From my latest post at The Blazing Center:
We don’t live in a puritan world with Victorian social mores. It seems, though, that many pastors have yet to come to grips with this. You grew up in a context of strong Bible teaching and enforced morality. You were taught that sex before marriage was wrong. You were taught to believe that sex was an unthinkable act until that ecstatic wedding night, a sin fraught with guilt and shame. So was I. I didn’t listen.
I am one of the 80% of young evangelicals who had sex before marriage. But pastor, it’s not just us. In your congregation are numerous people who have commited adultery. There are hundreds of porn addicts and fantasizers of both genders. We are not a sexually pure people. So please don’t preach like we’re riding on your high horse with you (whether or not you mean to be up there).

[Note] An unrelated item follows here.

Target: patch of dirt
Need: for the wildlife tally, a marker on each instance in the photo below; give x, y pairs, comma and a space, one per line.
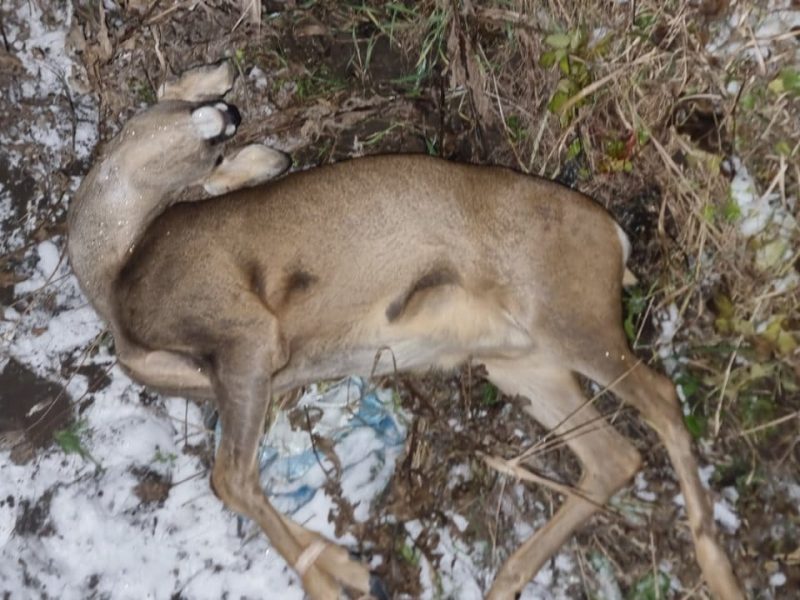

The Bible is clear about sex and it’s place in marriage, and it is your job to preach it. But when you stand up there and preach like “we all know fornication is evil” it shames us. When you lay low the adulterers with your scorn it shames them. And are you even thinking of those who became sexually active by force through rape or molestation? How low must they feel when you speak of the “loss of purity” like it’s a candle that was blown out?
. . .
God’s standard for everyone is holiness, and not one of us can attain it without grace. Not me, not you, not anyone. Pastor, you are speaking to the stained. When you speak down at sexual sin you shine a spot light on part of life we are ashamed of, you open up old wounds. You must speak God’s truth about obedience and holiness — please do! — but please do so with a message that is not just seasoned with grace but made up of it.